Show that $\left|\begin{array}{ccc}x&a&a\\a&x&a\\a&a&x\end{array}\right|$ = (x + 2a)(x - a)²

Answer 1

Explanation:

It is a question of Determinant Evaluation.

I am going to solve it using The Properties of Determinant.

The benefit of using "The Properties of Determinant" is that the Expansion of the determinant becomes easier and shorter.

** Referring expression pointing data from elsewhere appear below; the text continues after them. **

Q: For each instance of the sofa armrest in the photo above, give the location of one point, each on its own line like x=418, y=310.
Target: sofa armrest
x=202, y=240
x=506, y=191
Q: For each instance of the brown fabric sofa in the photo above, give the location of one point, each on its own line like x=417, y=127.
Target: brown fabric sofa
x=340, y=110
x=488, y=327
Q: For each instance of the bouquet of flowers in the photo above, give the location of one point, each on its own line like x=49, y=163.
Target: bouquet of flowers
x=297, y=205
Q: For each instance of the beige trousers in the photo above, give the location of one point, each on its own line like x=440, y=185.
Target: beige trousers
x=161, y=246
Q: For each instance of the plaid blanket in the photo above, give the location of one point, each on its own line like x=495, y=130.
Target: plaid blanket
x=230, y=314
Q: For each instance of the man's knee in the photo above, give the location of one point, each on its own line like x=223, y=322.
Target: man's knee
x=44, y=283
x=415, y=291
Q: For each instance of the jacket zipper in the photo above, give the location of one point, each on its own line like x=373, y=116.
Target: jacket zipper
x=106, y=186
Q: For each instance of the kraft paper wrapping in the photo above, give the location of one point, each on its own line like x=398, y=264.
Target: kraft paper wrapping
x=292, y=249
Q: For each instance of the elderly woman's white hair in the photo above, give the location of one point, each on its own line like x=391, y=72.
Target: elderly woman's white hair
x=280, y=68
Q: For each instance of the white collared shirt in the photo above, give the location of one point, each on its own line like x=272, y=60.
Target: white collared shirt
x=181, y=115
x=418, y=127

I have solved the question in detail.

Kindly see the Attachment for the detailed answer.

I hope it will help you.

Answer 2

Solution:
$\left|\begin{array}{ccc}x&a&a\\a&x&a\\a&a&x\end{array}\right|$

R3 -> R3- R2

$\left|\begin{array}{ccc}x&a&a\\a&x&a\\0&a-x&x-a\end{array}\right|$

C3 -> C3- C2

$\left|\begin{array}{ccc}x&a&0\\a&x&a-x\\0&a-x&2x-2a\end{array}\right|$

take common (x-a) from R3

$(x-a)\left|\begin{array}{ccc}x&a&0\\a&x&a-x\\0&-1&2\end{array}\right|$

C2 -> C2+ C3

$(x-a)\left|\begin{array}{ccc}x&a&0\\a&a&a-x\\0&1&2\end{array}\right|$

R2 -> R2- R1

$(x-a)\left|\begin{array}{ccc}x&a&0\\a-x&0&a-x\\0&1&2\end{array}\right|$

taking (a-x) common from R2

$(x-a)^{2}\left|\begin{array}{ccc}x&a&0\\-1&0&-1\\0&1&2\end{array}\right|$

now expand the determinant

$( {x - a})^{2} (x + 2a)$
=R.H.S

hence proved